BRACKETTVILLE, Texas—Law enforcement authorities are releasing human smugglers with a citation rather than arresting them as counties struggle with a critical shortage in jail space.
Small counties aren’t set up for the overwhelming increase in cross-border crime, and smugglers who are here illegally are often passed to Border Patrol to be repatriated without being charged.
The jail in Kinney County, Texas, holds a maximum of 14 people, but the sheriff tries to hold two spaces open for “something violent, or something out of the ordinary.”
Sheriff Brad Coe said he has 12 inmates in his jail right now, as well as another six being housed in the neighboring Val Verde County jail. Ten of the 18 are in jail for the smuggling of illegal aliens.
Coe said jail space is the biggest problem in small counties dealing with the border crisis.
A Kinney County deputy pulled over a woman on May 24 who had a warrant out for her arrest and was driving without a license. The deputy was forced to let her go because the jail doesn’t accommodate females.
Coe said the result is that “the scouts are females [and] the drivers are starting to be female.”
On June 25, law enforcement gave Border Patrol custody of a driver who was allegedly smuggling nine illegal immigrants, because the Kinney County jail was full. The driver, an illegal immigrant from Mexico, also had an active arrest warrant out for driving while intoxicated in San Antonio.
Border Patrol agents on the scene confirmed that they would most likely return the man back across the border without charging him with smuggling.
Frustrated by the lack of federal charges, a Texas State Trooper filed state charges against the driver so there would be an arrest warrant out for him for felony smuggling the next time he’s caught in the United States.
As law enforcement pursued the driver during the initial traffic stop, the driver stopped the vehicle and all of the occupants fled across the road, climbed a game fence onto a ranch, and attempted to evade arrest.
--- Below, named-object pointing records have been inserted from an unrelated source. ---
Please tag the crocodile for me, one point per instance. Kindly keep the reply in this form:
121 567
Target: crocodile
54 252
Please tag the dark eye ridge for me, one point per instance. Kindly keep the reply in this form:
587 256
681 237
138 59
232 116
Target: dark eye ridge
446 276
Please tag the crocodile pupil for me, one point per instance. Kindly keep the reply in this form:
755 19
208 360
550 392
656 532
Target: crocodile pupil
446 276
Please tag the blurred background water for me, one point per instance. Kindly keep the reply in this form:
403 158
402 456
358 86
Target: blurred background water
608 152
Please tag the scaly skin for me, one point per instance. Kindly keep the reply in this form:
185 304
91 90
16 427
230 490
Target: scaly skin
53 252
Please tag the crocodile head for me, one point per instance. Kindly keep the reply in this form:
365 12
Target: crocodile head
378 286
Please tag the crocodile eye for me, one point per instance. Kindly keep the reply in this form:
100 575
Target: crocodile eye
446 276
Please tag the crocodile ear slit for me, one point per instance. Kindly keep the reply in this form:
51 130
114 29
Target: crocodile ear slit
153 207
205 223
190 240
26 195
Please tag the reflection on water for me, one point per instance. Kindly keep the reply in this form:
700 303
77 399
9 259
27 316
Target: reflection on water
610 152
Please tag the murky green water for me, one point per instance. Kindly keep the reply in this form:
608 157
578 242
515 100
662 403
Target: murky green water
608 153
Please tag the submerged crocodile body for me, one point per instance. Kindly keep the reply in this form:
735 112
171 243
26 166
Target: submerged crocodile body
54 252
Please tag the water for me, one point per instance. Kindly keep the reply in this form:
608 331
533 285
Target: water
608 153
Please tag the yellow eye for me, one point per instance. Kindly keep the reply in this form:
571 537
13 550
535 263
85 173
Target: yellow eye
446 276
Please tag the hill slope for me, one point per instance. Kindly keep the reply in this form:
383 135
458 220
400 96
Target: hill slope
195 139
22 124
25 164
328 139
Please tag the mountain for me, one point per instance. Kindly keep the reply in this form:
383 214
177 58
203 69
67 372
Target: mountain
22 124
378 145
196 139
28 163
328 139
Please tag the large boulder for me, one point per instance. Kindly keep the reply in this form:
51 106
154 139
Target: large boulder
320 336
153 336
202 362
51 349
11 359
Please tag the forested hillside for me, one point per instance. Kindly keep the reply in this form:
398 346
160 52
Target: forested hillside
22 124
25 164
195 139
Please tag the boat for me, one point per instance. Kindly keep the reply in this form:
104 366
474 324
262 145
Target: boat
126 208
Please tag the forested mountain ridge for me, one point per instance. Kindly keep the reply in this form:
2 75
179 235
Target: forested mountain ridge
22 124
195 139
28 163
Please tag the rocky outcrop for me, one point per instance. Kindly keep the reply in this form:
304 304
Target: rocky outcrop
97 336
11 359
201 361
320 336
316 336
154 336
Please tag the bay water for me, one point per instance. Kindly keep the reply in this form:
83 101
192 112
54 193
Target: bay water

Officers retrieved the driver and three illegal immigrants. Six others remained at large.
As the driver and the three illegal immigrants from Mexico were being detained, the ranch owner drove past and said he wanted them charged with trespassing on his land, a misdemeanor. But a full jail prevented charges from being laid. Instead, Border Patrol took custody to process the migrants and return them to Mexico.
Coe said he wants to stick illegal immigrants with any charges he can, so that it might deter them from coming to his county, but he doesn’t have the infrastructure to do it.
Neighboring Uvalde County Sheriff Ruben Nolasco has the same issues, especially with the spike in human smuggling in his county. Law enforcement is catching at least two loaded smuggling vehicles per day through Uvalde.
“It’s getting to the point that it’s filling up my jail. So that’s becoming a problem,” Nolasco told The Epoch Times.
If the jail is full, the smugglers will be processed and given a court date with the “hope that they'll come back,” he said.
State Assistance
Illegal border apprehensions hit 180,034 in May, a 21-year monthly high, according to Customs and Border Protection statistics. So far this fiscal year, Border Patrol has apprehended almost half a million illegal aliens entering the state of Texas from Mexico.Texas Gov. Greg Abbott issued a state disaster declaration on June 1, and on June 10, he said state resources will be deployed to enforce “all federal and state criminal laws such as criminal trespassing, smuggling, and human trafficking.”
The Texas Department of Public Safety (DPS) didn’t comment on whether the plan was to prioritize charging illegal aliens on private land, or just anyone they came into contact with, including those being smuggled in vehicles.
DPS Troopers have been involved in 413 vehicle pursuits along the Texas–Mexico border from March through June 24, DPS press secretary Ericka Miller told The Epoch Times.
DPS recently emptied the Briscoe Unit prison facility in Dilley, Texas, in preparation for the incarceration of illegal aliens arrested under state law. It’s a male-only unit with a capacity of 1,384 beds.
“It was determined that the Briscoe Unit was in a strategic location to house those arrested for committing a crime along the border and had adequate staffing to run the facility,” Abbott’s press secretary, Renae Eze, said in a statement on June 18.
The Texas Department of Criminal Justice told The Epoch Times on June 28 that no illegal immigrants had been placed in the facility yet.
Coe said the facility in Dilley—almost 100 miles away—isn’t a practical solution for his county, as the transport back and forth is prohibitive with his limited resources.
“And even at that facility that will hold, say, 1,000 people, if everybody on the border’s doing it, then that facility’s going to fill up over a weekend. And then what?” he said.
Coe said if he had the guards, he'd set up tent space next to his detention facility to house more criminals. But he already has two jailer jobs open and lamented how low the wages are. “My head jailer, who’s been here 25 years, she makes $14 per hour.”
On June 25, Abbott issued a statewide call for jailers across the state to assist border sheriffs with operating detention facilities and providing jail beds for those arrested on state charges related to the border crisis.
Coe is hoping he can tap into some state resources to alleviate his jail space issue, but it’s not as immediate as he'd like.
The other bottleneck, he said, is that the district judge only hears felony cases coming out of Kinney County once per month.